Wednesday, July 29, 2009

My own words won't cut it today

I could paraphrase everything I've read today, but I might soil it. So I'll leave you with the articles and excerpts I've read. First, The Get Up Kids apologize for the state of emo and punk bands today.

James Suptic, one of the founding members of the Get Up Kids, has spoken out against the “emo” scene the band inadvertently helped create in a recent interview with Drowned in Sound, adding that he apologizes if the Get Up Kids were in any way responsible for what he encountered at this year’s Bamboozle Festival. The band, who broke up in 2005 but recently reunited for a tour to celebrate the 10th anniversary of their biggest album Something To Write Home About, see startling differences from when they released their 1999 album and now.

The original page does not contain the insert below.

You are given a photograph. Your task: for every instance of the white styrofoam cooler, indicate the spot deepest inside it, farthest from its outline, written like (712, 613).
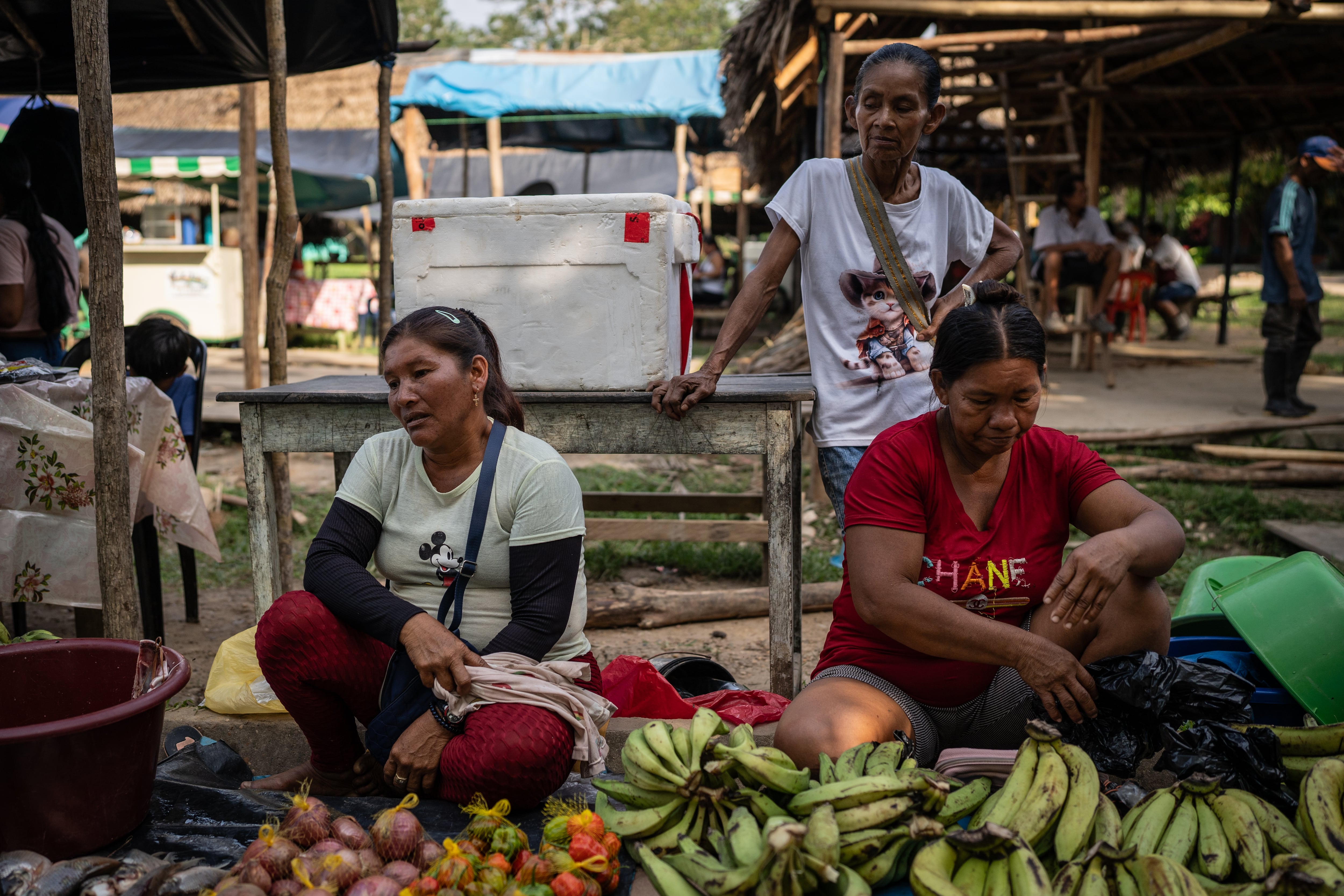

“Honestly, I don’t often think about the state of ‘emo’. The punk scene we came out of and the punk scene now are completely different. It’s like glam rock now,” Suptic told DiS. “We played the Bamboozle fests this year and we felt really out of place. I could name maybe three bands we played with. It was just a sea of neon shirts to us. If this is the world we helped create, then I apologize.” Rock Daily was at this year’s Bamboozle fest, and as our photo gallery from the event proves, there was a lot of neon.

While Suptic didn’t name specific bands in the interview, punch “Get Up Kids” and “influenced” into Google and bands like Midtown, Hellogoodbye, Fall Out Boy (who headlined both of the Get Up Kids’ Bamboozle appearances) and countless more appear. “If a band gets huge and they say we inspired them, great. The problem is most of them aren’t very good. What does that say about us? I don’t know. Maybe we sucked. We at least can play our instruments,” Suptic added, citing bands like Fugazi, Sunny Day Real Estate and Superchunk for influencing the Get Up Kids, so we can pretty much pin the entire state of emo at this point on Minor Threat. The reissued Something To Write Home About is out September 7th.

Secondly, BrokeNYCDE finally have their own Wikipedia page. Oh joy. Well first I read that their new album debuted on Billboard Top 200 at #86 which says something about the world and that it all needs to go to hell. Anyway, here is the part about critical review.

Metal Edge Magazine has called Brokencyde "fucking horrendous".[10] Thrash Magazine has called them "a mockery to the world of music".[11] Another metal magazine, Decibel, has repeatedly made fun of the band, mentioning them in a interview with the group Big Business, and once ironically referring to then as their "favorite screamo-crunk band". British commentator Warren Ellis calls Brokencyde's "Freaxxx" music video "a near-perfect snapshot of everything that’s shit about this point in the culture".[12] Says August Brown of the Los Angeles Times, "The 'Albucrazy'-based band has done for MySpace emo what some think Soulja Boy did for hip-hop: turn their career into a kind of macro-performance art that exists so far beyond the tropes of irony and sincerity that to ask 'are they kidding?' is like trying to peel an onion to get to a perceived central core that, in the end, does not exist and renders all attempts to reassemble the pieces futile."[13]

"If this is the future of rock music, we're fucking outta here", - wrote Kerrang! in it's January 2009 What the F* is up with Screamo Crunk feature. Placing the 'irritation factor' mark at level "very high", the magazine concluded - "Thanks to their tacky, lightweight and frankly rubbish sound, they've probably only got a shelf life of about six months". [14]

Oh, and this is the band members section according to Wikipedia.

  • Se7en - screamed vocals, rap vocals (2006–present)
  • Mikl - clean vocals, autotune vocals (2006–present)
  • Phat J - synths, guitars, beats, backup vocals, backup screams and growls (2006–present)
  • Antz - fog machine and lights (2006–present)

Just thought I'd enlighten you all.


1 comment:

Alex said...

It kind of shows you what kind of band they are when they the fog and light is part and just as important as the band.